Monday, November 30, 2009

Cosmetic Surgery Kills Argentine Model

An Argentine model has died after routine plastic surgery that was intended to leave her with firmer buttocks, according to the Latin American Herald Tribune, which reports as follows.

"Model Solange Magnano, a former Miss Argentina, died of a pulmonary embolism after undergoing cosmetic surgery in Buenos Aires, the local press reported Monday.

Magnano, 38, traveled on Thursday from her home in the central province of Cordoba to the Argentine capital to have a cosmetic operation.

While she was being treated at a private clinic, the model, who had 8-year-old twin boys, suffered a blood clot in the lungs that required her to be taken to the hospital, where she died on Sunday.

Magnano had been Miss Argentina in 1994 and currently was working for designer Roberto Piazza while she was managing a modeling school that she had opened two years ago in San Francisco, Cordoba.

The surgical procedure Magnano was undergoing intended to improve the shape of her buttocks “has its risks, because it is not a procedure that is scientifically guaranteed,” warned the president of the Plastic, Cosmetic and Reparatory Surgery Society of Argentina, Juan Carlos Seiler, in the daily Clarin."

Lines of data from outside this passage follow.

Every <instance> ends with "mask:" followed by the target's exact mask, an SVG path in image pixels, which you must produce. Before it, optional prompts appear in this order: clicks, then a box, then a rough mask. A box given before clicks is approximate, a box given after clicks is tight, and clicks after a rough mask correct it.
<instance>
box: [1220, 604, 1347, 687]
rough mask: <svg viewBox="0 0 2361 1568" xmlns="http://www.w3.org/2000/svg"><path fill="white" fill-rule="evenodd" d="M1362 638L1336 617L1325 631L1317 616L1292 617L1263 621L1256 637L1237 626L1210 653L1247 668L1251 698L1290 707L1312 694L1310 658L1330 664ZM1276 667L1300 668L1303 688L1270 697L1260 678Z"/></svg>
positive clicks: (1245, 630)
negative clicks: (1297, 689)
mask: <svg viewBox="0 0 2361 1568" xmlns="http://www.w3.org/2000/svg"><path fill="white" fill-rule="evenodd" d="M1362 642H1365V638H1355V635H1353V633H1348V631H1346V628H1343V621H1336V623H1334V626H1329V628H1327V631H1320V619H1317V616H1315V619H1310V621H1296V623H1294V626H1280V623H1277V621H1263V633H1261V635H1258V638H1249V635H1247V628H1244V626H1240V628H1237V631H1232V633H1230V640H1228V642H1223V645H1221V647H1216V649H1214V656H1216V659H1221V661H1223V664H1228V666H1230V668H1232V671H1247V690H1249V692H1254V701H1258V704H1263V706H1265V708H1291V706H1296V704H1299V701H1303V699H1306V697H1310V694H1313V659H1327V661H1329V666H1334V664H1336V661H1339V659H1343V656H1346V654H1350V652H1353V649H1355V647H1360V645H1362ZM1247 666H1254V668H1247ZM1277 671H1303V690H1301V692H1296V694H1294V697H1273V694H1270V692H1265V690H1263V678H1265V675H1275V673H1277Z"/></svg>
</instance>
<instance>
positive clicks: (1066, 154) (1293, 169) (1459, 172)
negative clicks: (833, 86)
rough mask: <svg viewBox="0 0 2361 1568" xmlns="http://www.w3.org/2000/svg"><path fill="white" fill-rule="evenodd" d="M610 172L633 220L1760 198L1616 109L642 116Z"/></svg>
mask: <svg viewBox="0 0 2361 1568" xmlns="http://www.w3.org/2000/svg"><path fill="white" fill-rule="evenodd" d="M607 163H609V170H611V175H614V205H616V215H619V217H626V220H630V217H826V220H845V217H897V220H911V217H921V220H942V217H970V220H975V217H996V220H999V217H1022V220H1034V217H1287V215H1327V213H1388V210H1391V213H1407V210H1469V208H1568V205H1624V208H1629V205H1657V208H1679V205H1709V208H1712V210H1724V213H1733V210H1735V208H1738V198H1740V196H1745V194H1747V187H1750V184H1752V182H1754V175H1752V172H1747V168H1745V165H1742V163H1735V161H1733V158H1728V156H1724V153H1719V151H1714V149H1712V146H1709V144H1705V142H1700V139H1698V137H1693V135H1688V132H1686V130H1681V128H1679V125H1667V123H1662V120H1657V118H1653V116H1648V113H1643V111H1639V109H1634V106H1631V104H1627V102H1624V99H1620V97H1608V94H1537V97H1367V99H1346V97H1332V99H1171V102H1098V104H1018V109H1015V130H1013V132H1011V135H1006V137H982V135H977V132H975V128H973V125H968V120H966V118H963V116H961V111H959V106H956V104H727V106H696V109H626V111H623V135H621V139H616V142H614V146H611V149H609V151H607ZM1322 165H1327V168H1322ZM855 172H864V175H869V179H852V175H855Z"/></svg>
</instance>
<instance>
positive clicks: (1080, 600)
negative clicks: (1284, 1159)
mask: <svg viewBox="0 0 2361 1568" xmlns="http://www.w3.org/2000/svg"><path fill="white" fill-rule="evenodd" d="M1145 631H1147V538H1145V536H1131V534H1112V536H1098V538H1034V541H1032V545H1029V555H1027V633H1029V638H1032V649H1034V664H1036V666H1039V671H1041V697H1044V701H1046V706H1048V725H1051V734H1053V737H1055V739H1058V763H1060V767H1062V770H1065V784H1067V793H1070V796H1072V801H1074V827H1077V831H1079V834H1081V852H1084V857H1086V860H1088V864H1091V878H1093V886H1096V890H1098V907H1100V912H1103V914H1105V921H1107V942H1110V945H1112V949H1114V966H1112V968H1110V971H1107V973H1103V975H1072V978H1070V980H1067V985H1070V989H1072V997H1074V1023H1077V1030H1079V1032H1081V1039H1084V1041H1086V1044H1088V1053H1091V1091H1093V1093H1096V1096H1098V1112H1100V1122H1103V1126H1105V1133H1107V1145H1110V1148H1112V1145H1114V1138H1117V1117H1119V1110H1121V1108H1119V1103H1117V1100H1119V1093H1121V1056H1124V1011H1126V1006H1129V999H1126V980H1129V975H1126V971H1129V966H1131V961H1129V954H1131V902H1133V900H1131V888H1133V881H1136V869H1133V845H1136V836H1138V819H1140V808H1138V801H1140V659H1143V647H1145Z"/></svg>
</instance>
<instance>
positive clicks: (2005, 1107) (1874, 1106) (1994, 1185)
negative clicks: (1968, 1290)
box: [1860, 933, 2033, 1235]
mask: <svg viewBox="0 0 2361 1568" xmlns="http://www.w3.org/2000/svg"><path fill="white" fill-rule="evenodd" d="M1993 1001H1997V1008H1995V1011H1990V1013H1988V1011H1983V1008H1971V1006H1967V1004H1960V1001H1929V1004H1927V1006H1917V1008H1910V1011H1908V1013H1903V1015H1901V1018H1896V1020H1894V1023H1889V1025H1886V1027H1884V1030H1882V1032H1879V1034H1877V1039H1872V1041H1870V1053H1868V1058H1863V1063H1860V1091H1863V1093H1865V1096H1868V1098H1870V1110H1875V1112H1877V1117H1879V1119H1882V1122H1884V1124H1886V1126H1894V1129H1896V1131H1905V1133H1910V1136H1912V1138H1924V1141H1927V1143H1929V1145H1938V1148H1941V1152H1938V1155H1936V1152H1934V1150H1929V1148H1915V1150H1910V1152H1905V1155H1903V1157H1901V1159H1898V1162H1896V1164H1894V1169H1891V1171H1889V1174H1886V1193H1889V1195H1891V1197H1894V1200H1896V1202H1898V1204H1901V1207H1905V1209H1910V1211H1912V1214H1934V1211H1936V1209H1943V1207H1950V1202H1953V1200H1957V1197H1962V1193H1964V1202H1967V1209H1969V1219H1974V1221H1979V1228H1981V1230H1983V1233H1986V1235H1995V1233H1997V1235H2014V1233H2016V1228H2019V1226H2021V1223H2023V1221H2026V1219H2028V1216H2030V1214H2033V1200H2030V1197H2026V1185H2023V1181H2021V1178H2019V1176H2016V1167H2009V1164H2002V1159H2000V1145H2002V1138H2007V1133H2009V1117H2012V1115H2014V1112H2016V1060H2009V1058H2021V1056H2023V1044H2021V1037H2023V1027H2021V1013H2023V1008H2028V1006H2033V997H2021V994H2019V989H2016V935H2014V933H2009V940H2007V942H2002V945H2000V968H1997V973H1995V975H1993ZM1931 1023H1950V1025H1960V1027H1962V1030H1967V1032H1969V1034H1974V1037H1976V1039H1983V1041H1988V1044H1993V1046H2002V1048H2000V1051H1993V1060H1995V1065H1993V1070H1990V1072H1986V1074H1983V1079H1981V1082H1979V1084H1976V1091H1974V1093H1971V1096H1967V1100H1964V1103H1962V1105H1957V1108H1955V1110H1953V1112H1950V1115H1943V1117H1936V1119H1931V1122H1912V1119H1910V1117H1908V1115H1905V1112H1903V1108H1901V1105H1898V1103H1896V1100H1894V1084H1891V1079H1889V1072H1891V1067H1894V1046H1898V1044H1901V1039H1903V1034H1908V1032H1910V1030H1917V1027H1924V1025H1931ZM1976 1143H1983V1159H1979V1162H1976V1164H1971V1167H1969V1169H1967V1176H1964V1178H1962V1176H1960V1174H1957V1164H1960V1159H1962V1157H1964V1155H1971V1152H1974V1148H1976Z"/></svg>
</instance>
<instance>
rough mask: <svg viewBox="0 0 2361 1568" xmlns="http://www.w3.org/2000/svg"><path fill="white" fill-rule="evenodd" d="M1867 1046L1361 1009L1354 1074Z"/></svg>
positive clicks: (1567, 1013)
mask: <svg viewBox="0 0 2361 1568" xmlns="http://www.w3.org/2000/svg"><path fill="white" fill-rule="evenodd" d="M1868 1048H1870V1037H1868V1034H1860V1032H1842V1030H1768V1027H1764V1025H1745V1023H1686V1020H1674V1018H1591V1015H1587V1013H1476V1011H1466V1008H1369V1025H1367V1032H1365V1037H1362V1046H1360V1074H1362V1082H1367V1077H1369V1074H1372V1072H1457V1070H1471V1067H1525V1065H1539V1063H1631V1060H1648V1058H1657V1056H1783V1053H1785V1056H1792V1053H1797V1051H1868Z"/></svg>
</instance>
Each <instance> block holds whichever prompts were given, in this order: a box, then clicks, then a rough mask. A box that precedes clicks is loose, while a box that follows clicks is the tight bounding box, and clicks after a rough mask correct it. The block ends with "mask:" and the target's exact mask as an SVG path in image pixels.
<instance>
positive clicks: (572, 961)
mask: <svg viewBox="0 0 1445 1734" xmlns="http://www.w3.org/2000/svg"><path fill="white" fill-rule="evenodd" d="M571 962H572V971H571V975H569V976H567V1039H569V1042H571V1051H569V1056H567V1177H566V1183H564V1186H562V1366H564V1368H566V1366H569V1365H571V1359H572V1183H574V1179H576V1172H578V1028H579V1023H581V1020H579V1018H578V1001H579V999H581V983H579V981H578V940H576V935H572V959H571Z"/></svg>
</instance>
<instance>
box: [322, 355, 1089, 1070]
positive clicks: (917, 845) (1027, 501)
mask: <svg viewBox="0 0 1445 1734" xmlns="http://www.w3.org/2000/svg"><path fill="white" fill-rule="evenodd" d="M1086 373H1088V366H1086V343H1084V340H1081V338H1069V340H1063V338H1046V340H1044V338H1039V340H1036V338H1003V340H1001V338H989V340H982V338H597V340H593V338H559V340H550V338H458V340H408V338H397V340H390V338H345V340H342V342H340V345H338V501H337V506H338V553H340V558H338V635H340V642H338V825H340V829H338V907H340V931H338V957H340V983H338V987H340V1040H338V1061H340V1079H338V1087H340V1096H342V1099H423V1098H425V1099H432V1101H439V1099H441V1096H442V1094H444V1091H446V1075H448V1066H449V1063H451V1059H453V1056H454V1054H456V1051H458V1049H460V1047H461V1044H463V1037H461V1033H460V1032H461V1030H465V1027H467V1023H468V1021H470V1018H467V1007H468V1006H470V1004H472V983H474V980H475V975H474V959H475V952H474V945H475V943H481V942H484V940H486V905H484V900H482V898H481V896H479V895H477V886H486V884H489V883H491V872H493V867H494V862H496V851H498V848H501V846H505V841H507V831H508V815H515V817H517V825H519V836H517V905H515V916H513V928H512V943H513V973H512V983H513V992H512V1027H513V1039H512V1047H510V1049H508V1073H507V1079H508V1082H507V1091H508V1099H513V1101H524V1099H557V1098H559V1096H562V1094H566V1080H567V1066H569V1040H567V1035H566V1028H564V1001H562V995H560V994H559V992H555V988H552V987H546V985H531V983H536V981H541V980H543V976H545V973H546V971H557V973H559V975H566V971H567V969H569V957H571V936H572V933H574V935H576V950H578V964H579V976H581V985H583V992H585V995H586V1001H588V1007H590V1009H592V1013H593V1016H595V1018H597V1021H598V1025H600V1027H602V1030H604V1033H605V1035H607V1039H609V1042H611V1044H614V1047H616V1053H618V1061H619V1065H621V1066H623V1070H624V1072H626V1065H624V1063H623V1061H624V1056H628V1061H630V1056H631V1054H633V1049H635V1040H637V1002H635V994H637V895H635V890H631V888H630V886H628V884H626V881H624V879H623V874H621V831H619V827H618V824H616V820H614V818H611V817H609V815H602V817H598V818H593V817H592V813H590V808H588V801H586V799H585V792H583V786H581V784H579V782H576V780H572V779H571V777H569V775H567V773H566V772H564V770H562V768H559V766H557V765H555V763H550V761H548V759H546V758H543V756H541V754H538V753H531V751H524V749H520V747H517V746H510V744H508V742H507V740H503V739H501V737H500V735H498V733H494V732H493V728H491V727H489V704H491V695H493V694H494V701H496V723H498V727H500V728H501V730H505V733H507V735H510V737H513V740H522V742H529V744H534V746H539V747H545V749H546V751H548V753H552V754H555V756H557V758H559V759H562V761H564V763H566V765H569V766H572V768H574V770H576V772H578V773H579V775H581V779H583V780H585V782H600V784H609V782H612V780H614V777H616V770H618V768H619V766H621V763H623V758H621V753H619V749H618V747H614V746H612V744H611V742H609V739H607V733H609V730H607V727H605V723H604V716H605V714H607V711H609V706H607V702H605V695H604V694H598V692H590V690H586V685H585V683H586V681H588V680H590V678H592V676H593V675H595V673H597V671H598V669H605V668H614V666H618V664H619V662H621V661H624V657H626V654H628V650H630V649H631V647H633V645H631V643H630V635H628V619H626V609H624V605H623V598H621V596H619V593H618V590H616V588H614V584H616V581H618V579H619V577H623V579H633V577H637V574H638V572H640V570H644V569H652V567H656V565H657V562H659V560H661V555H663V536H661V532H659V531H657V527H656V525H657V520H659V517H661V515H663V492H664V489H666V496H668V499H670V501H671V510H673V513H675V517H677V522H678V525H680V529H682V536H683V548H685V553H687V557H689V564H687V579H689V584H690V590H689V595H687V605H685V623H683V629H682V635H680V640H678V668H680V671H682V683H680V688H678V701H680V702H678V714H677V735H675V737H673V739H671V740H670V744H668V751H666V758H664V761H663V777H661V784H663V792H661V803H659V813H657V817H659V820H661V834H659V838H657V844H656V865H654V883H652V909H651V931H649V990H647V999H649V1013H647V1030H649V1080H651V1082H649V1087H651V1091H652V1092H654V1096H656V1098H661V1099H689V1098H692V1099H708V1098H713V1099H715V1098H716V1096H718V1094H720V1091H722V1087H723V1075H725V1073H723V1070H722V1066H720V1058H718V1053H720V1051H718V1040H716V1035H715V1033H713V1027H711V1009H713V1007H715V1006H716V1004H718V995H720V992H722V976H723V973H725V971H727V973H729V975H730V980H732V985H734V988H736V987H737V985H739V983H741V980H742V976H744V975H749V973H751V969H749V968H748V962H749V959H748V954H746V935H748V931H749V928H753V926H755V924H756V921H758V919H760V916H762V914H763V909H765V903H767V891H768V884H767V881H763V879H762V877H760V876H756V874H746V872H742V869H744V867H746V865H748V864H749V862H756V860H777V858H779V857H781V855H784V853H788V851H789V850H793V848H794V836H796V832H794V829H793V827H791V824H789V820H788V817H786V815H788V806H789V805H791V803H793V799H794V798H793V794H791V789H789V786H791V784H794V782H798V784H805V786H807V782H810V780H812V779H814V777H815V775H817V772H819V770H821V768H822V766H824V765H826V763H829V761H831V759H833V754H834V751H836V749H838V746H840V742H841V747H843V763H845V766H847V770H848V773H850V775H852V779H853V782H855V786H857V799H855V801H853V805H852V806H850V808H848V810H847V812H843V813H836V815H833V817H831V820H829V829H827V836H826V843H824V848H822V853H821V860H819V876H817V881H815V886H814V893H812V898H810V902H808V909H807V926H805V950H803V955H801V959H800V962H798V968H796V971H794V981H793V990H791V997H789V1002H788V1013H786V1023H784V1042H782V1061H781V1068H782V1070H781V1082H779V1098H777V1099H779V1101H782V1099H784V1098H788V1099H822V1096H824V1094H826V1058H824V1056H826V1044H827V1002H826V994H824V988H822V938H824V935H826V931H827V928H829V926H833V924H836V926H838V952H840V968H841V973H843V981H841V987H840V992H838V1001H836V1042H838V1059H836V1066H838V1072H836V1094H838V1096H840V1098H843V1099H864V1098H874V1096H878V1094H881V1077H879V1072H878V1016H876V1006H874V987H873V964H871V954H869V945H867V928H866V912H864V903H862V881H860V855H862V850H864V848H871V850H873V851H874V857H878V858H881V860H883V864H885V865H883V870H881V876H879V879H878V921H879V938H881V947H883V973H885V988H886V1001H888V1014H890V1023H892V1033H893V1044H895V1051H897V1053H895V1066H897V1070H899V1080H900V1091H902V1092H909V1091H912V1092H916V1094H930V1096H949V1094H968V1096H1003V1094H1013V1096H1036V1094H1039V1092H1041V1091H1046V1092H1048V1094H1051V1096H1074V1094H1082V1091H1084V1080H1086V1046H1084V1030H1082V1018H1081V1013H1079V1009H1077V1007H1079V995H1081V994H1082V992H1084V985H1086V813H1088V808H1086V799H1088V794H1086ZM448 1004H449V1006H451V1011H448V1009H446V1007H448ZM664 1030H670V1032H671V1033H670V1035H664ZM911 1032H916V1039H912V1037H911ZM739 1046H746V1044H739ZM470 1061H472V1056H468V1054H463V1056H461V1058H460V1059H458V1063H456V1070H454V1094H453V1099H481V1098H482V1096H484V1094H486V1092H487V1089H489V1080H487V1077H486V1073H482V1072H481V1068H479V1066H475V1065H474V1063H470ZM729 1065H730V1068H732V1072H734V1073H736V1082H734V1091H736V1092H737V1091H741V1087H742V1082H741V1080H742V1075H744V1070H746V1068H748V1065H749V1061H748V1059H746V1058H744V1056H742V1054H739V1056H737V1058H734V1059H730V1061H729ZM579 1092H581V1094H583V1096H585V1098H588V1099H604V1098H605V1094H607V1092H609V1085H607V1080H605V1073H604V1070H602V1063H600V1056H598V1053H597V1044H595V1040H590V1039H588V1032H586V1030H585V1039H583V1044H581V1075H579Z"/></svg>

I see nothing wrong with appreciating feminine beauty, but have we sunk to the level of dispassionately evaluating women's body parts? How is that any better than dog shows or the camel beauty contests they have in Saudi Arabia ?

The thought that two young boys have lost their mother in the chase after surgically simulated youthfulness is unspeakably sad. It is one thing to have fashionable colours and styles of tailoring. But do we really need to reduce women to the level of fashion accessories to be tailored to the tastes of the viewing public? What sort of man is going to seek custom shaped women?

How much happier are we now that we can hold off the ravages of age, tinker with fertility and even delay menopause?

There are actually people who become addicted to plastic surgery. Michael Jackson is the most prominent example.

There is a place for plastic surgery. Accident and burn victims or those recovering from surgery can certainly benefit. There are even women who suffer back problems because their measurements are too disproportionate.

But for most of us, learning to be happy with ourselves and each other is far more important an aid to the quest for beauty. Removing ugly personality traits would do a lot more for personal happiness than shaping chests and posteriors.

The thought of children orphaned by the search for a fashionable body is unspeakably sad. It would seem that men who truly love women would not have to reshape them, but could treasure them as they are. Cutting fabric in new shapes and dying it in new colours every season is fine. It's pleasing to the eye and good for the economy. But it is grotesque to subject women to the same ordeal as a blot of cloth.

Perhaps we can honour the memory of Solange Magnano by accepting ourselves and each other as we are, instead of measuring ourselves against models and celebrities. Is that too much to ask?